Now it is time to reflect on all that you have done and to answer your phylogenetic question. The preferred method for that is to do it orally during Session 8. If for some reason this is not feasible, you will have to do it in a written form (details for the format are below).
At this stage, you should have two Maximum Likelihood trees: one for cytB and one for the entire mitochondria. If you want, you can also look at the consensus trees. To prepare for the presentation, think about:
-
What is the answer to the question given these trees?
-
Do the different trees give the same answer? If not, what could be the explanation?
-
Which tree(s) do you think are most supported? What does the bootstrap analysis tell?
-
Are the substitution models different for cytB and the entire mitochondria? If yes, what could be an explanation?
-
Do you think your choice of species (including the outgroup) was appropriate to answer the question? If you were to redo the analysis, would you change something?

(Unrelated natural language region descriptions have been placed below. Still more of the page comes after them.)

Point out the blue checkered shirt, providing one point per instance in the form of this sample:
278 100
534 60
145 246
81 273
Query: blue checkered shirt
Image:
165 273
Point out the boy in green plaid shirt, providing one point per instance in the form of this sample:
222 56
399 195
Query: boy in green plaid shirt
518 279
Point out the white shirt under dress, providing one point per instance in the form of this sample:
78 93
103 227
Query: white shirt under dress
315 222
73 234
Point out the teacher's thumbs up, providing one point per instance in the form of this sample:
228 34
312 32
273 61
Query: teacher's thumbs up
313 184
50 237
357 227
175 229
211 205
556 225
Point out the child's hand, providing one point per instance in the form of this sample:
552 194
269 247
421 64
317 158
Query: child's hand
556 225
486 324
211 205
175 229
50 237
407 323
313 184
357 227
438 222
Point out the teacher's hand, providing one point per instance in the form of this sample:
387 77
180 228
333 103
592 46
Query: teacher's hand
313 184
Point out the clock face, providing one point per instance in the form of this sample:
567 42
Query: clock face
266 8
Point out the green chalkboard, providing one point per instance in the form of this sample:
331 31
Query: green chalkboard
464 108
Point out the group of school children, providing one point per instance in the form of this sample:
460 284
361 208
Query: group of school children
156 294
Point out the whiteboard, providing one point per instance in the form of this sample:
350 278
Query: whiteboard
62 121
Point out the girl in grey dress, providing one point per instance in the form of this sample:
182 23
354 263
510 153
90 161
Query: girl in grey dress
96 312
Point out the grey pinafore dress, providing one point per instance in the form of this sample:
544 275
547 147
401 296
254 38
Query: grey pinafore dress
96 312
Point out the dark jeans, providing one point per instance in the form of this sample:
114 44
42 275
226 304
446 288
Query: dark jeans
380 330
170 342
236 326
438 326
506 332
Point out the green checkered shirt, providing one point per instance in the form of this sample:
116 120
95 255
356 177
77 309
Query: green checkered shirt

We will also expect you to remind us briefly of the question you worked with, and list which species you chose to include and why, so take a moment to prepare that too.
Once you feel like you are ready to present (and not later than one hour before the end of the session), write your names on the board so the teaching assistants can come to listen to you. The presentation will last 5-10 minutes, at your desk.
You do not have to submit anything for this session (if you present orally).
In case you could not finish in time, please let the teaching assistants know and submit a written document with your trees (the ones you made with FigTree) and 15-30 lines (or more if you are inspired) answering the questions in Step 3. Do not forget to indicate which question you worked with and which species were included in the dataset. Exceptionally one submission by group is allowed - but remember to state the people involved.
This is the end of the lab, please make sure that you completed and wrote down the answers to all of the questions.
Upload the scripts (code) that you were asked to submit to studium in the original format (i.e. .py or .sh), no pdf
or word files! Any answers that are not code should of course be in text formats such as .pdf, .txt & .docx
.
Also, make sure to delete any files that you no longer need - you can copy them somewhere else if you want to keep them. This goes for both the Unix computers and Uppmax.
Obs! As this is the last session, this step is extra important. We won't delete anything before March 31 (from the Uppmax project), but afterwards we do not guarantee that the data will be kept. If for some reason you need access to the project after that date, please let the teaching assistants know.